The corollary to the Tom Brady-talk, of course, is the Matt Cassel-talk, Matt being the quarterback who will suit-up this Sunday against the Jets to lead the Patriots in the wake of Brady’s injury.

Depending upon your point of view, Cassel is either one of the luckiest quarterbacks to ever have played the game, or the most cursed. The next few weeks might well answer that question.

As evidence, Cassel spent his entire career at USC as a backup behind not one but two Heisman Trophy winners, Carson Palmer and Matt Leinart. Drafted by the Patriots in 2005, Cassel then got to sit behind arguably the best player in the league who was fast becoming one of the best four or five quarterbacks of all-time.

If Cassel bombs these next few weeks you would have to call his career thus far astoundingly lucky—getting paid, having a great seat to every game, mingling with the giants of pro football, and not being good enough to succeed. If he succeeds, then, in retrospect, all that talent would have gone to waste for years.

Here is the one thing I know for sure: Bill Belichick is a good enough coach that he will give Cassel every chance to succeed. In fact, he will take the offensive strategy for the 2008/9 season that he and his coaching staff labored over all spring and summer and, if need be, toss it out. Rewrite and adapt and amend. Make it work for the new guy.

Whatever the game plan is on Sunday against the Jets, it’ll key off Cassel’s talents, giving him his very best chance to win.

It seems like a simple concept, this “matching the plan to the individual,” but it doesn’t appear often in our daily lives, either personal or professional.

One great model of the twentieth century for this kind of intensely individual-based leadership was Edward Kennedy “Duke” Ellington. (Don’t you wish businessmen took titles like jazzmen? Duke Jobs. King Welch. Count Gates. I like it!)

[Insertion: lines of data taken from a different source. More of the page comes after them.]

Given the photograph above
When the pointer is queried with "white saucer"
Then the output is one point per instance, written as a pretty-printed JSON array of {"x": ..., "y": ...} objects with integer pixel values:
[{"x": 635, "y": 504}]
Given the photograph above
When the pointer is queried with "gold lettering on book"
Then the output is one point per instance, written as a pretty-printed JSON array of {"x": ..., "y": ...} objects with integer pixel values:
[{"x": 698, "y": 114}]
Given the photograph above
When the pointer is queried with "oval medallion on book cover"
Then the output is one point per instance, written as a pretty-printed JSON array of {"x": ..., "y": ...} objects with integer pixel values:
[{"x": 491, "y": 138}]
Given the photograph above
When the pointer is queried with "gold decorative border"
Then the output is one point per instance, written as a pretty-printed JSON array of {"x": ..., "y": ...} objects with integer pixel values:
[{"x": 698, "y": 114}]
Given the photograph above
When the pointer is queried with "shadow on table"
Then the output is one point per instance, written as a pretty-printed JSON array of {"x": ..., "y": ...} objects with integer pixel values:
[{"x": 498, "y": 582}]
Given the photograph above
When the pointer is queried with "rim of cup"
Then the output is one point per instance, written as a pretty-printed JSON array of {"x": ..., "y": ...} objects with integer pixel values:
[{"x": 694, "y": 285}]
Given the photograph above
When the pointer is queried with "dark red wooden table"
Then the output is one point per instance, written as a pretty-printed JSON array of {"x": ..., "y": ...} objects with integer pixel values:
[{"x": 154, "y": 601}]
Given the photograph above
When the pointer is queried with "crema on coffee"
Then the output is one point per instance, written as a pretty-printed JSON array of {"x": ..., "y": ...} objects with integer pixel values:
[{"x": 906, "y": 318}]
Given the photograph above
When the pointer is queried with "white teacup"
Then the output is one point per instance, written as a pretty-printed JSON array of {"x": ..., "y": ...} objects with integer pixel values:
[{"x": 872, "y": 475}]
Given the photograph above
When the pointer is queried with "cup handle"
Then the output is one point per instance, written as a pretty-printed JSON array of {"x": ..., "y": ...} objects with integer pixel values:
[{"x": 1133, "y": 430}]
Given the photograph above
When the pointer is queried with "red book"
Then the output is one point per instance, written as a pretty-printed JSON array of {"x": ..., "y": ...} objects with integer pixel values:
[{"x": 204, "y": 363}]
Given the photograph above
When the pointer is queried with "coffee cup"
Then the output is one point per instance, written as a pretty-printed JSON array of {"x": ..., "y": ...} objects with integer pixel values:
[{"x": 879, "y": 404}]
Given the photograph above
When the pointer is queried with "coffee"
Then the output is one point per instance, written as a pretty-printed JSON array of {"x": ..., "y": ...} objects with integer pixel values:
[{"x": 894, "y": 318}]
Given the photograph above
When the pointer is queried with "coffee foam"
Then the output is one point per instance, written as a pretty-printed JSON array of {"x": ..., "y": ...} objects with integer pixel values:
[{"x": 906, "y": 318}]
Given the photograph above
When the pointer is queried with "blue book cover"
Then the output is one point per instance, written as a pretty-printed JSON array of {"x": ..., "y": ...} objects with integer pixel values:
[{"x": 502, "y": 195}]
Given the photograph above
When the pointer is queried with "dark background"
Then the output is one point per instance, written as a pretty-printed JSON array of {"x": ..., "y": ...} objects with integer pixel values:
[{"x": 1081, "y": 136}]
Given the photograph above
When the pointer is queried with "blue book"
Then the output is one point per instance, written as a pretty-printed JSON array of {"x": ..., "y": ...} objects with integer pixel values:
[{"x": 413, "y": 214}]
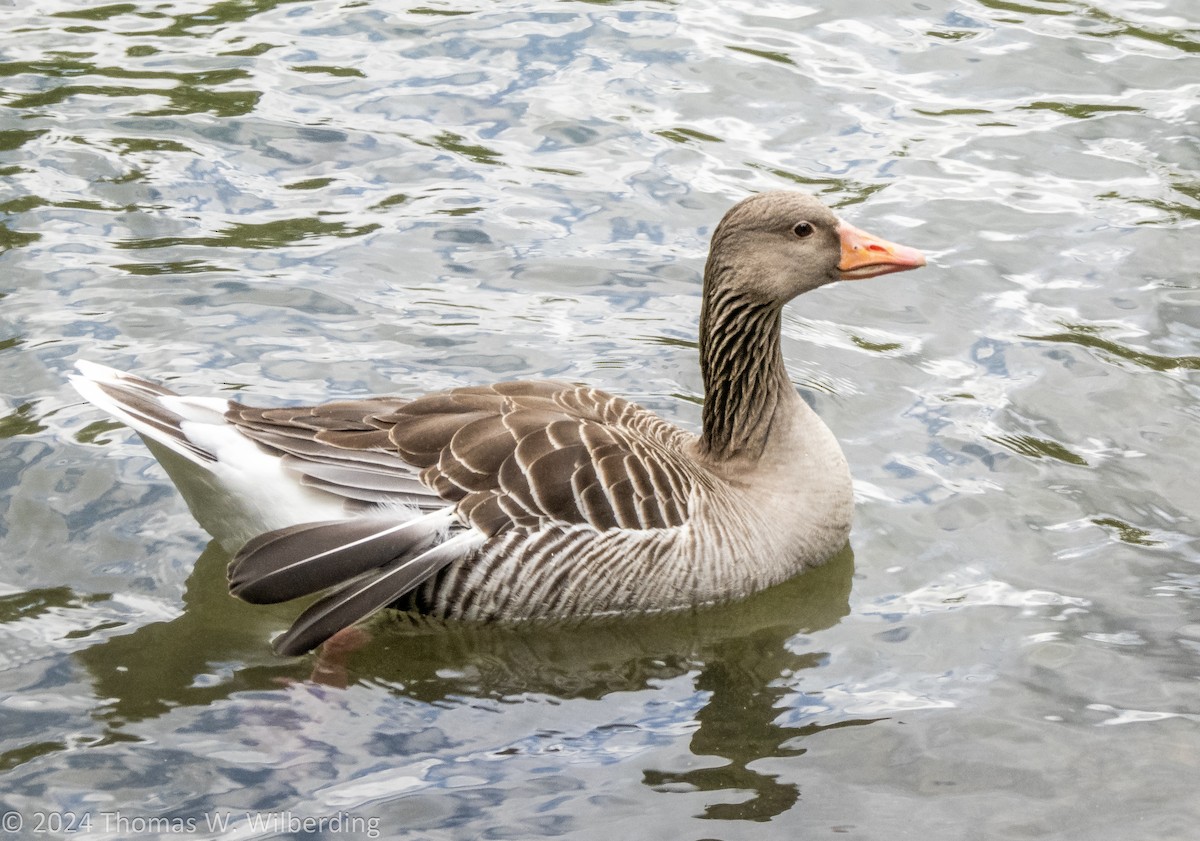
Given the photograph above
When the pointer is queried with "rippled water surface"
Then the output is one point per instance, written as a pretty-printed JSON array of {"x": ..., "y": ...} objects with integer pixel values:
[{"x": 301, "y": 200}]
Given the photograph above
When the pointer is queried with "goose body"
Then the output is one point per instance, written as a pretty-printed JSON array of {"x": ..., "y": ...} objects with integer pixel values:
[{"x": 540, "y": 498}]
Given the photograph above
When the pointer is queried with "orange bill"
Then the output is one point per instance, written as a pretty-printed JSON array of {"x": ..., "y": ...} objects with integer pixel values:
[{"x": 867, "y": 256}]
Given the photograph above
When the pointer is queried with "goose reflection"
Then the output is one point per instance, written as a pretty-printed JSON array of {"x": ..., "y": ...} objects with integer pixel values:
[{"x": 745, "y": 658}]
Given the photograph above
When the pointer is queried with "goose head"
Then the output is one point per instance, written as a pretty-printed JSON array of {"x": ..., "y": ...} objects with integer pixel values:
[{"x": 774, "y": 246}]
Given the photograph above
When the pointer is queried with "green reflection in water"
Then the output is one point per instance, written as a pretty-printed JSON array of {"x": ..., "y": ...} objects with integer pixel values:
[
  {"x": 21, "y": 422},
  {"x": 1127, "y": 533},
  {"x": 15, "y": 138},
  {"x": 681, "y": 134},
  {"x": 1038, "y": 448},
  {"x": 473, "y": 151},
  {"x": 329, "y": 70},
  {"x": 1085, "y": 336},
  {"x": 169, "y": 268},
  {"x": 771, "y": 55},
  {"x": 1080, "y": 110},
  {"x": 261, "y": 235}
]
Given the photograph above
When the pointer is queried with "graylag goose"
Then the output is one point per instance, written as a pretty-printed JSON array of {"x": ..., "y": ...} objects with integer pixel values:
[{"x": 534, "y": 499}]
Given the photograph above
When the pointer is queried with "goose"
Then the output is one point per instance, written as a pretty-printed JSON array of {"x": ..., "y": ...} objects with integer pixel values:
[{"x": 539, "y": 498}]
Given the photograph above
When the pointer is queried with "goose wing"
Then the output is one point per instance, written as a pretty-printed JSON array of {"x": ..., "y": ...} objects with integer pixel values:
[{"x": 523, "y": 454}]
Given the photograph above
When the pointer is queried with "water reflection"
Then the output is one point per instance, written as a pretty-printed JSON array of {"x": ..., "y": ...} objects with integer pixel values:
[{"x": 744, "y": 659}]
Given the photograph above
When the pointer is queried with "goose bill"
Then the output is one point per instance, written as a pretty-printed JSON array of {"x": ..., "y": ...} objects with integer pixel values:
[{"x": 868, "y": 256}]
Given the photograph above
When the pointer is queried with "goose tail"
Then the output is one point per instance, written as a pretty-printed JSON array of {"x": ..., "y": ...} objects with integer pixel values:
[{"x": 369, "y": 560}]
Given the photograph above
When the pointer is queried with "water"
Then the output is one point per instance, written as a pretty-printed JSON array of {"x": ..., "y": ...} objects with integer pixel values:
[{"x": 304, "y": 200}]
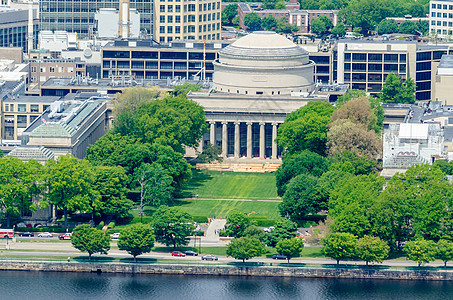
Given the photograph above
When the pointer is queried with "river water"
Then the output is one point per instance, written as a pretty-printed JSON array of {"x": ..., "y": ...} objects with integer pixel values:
[{"x": 68, "y": 286}]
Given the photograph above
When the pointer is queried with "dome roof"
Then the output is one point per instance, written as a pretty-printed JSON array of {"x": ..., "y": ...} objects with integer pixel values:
[
  {"x": 263, "y": 45},
  {"x": 263, "y": 39}
]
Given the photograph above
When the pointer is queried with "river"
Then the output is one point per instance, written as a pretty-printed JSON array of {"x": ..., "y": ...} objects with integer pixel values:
[{"x": 68, "y": 286}]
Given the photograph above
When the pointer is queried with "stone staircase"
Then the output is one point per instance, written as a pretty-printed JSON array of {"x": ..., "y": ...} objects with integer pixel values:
[{"x": 252, "y": 168}]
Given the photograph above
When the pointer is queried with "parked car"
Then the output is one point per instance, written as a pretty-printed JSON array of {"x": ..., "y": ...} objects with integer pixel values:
[
  {"x": 115, "y": 235},
  {"x": 45, "y": 234},
  {"x": 177, "y": 253},
  {"x": 66, "y": 236},
  {"x": 209, "y": 257},
  {"x": 279, "y": 256},
  {"x": 28, "y": 233}
]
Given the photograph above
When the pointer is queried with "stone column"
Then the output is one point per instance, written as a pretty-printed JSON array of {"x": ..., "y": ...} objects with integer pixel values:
[
  {"x": 237, "y": 139},
  {"x": 262, "y": 140},
  {"x": 249, "y": 139},
  {"x": 274, "y": 143},
  {"x": 224, "y": 139},
  {"x": 212, "y": 132}
]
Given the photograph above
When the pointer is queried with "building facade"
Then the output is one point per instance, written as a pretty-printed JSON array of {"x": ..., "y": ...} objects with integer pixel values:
[
  {"x": 193, "y": 20},
  {"x": 441, "y": 18}
]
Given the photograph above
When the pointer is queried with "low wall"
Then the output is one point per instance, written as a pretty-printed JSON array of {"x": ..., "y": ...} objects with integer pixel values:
[{"x": 264, "y": 271}]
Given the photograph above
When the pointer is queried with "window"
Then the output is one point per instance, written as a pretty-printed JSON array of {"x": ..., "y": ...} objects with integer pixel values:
[{"x": 21, "y": 107}]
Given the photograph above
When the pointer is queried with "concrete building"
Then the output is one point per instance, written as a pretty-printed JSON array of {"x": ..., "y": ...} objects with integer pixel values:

Ellington, who had established himself as a leading light in the music world of Washington, D.C. by 1923, headed for New York City, setting up shop with his band, the Washingtonians, at the Hollywood Club near Times Square. As his band grew and changed, Ellington constantly adapted its sound to reflect what was going on around it, but more importantly, to the kind and quality of his players.

“Duke studied his men,” one of his band said. “He studied their style, how they maneuver with their music, with their playing and everything. And he keeps that in mind so if he wrote anything for you, it fit you like a glove.”

Jazz historian Ted Gioia writes, “And listen Ellington did, consummately, deeply, and, out of the listening, extract from each player the essence of his musical personality, out of each section its unique character, out of the whole band, a sound like no other.”

In 1927 Ellington’s band was selected to fill an opening at the Cotton Club in Harlem. Ellington called it lucky when the club’s manager showed up too late to compare the other bands competing for the spot and chose Ellington. That “luck”—like when Tom Brady took over from an injured Drew Bledsoe--turned into performing six nights a week, backing up all the acts that performed at the Cotton Club, recording for records and playing regularly on the radio to a mass audience.

In time, with few stars and only an occasional “pop” tune, Ellington’s men became the most critically acclaimed African-American band of its day.

Marcus Buckingham has made a career of encouraging business people to uncover their natural strengths, and then, rather than try to acquire new ones, find situations that leverage those existing strengths.

It seems so obvious when you say it that way.

Even better is to have a bandleader like Ellington to help you with the task.

One of Ellington’s players said, “If he’d see where a guy had got some type of talent, he’d go along with him.”

Do you think Matt Cassel is hoping Belichick has more than a little Ellington in him?

How about the folks who report to you?